15. A device for delivering energy to tissue within a patient, the device comprising:

an elongate member including a proximal end and a distal end;

a plurality of legs defining an energy delivery assembly, wherein the energy delivery assembly is configured to selectively transition between an expanded configuration and a collapsed configuration, wherein at least one of the plurality of legs includes an electrode and a passageway for receiving a cooling fluid therein adjacent the electrode; and

a temperature sensor.

16. The device of clam 15, wherein the passageway includes two passageways disposed on either side of the electrode.

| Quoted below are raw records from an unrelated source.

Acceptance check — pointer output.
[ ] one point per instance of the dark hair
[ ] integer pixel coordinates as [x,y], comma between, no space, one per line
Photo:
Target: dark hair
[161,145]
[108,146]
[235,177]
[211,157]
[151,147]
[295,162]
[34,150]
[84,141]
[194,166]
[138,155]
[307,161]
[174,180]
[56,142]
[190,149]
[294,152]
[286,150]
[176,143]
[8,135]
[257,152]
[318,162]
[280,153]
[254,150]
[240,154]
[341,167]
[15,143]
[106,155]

17. The device of claim 15, wherein a wall of the passageway includes an opening through which the fluid can leave the passageway, wherein the opening is configured to cause the fluid to undergo an adiabatic phase change.

18. The device of claim 15, wherein the energy delivery assembly is bipolar.

19. A method of treating an airway of a patient, the method comprising:

delivering energy to a wall of the airway via a device, the device comprising:

an elongate member including a proximal end and a distal end;

a plurality of legs defining an energy delivery assembly, wherein the energy delivery assembly is configured to selectively transition between an expanded configuration and a collapsed configuration, wherein at least one of the plurality of the legs includes an electrode and a passageway for receiving a cooling fluid therein adjacent the electrode; and

a sensor.

20. The method of claim 19, wherein the energy delivery assembly is bipolar, and wherein the opening is disposed on at least one of the plurality of electrodes.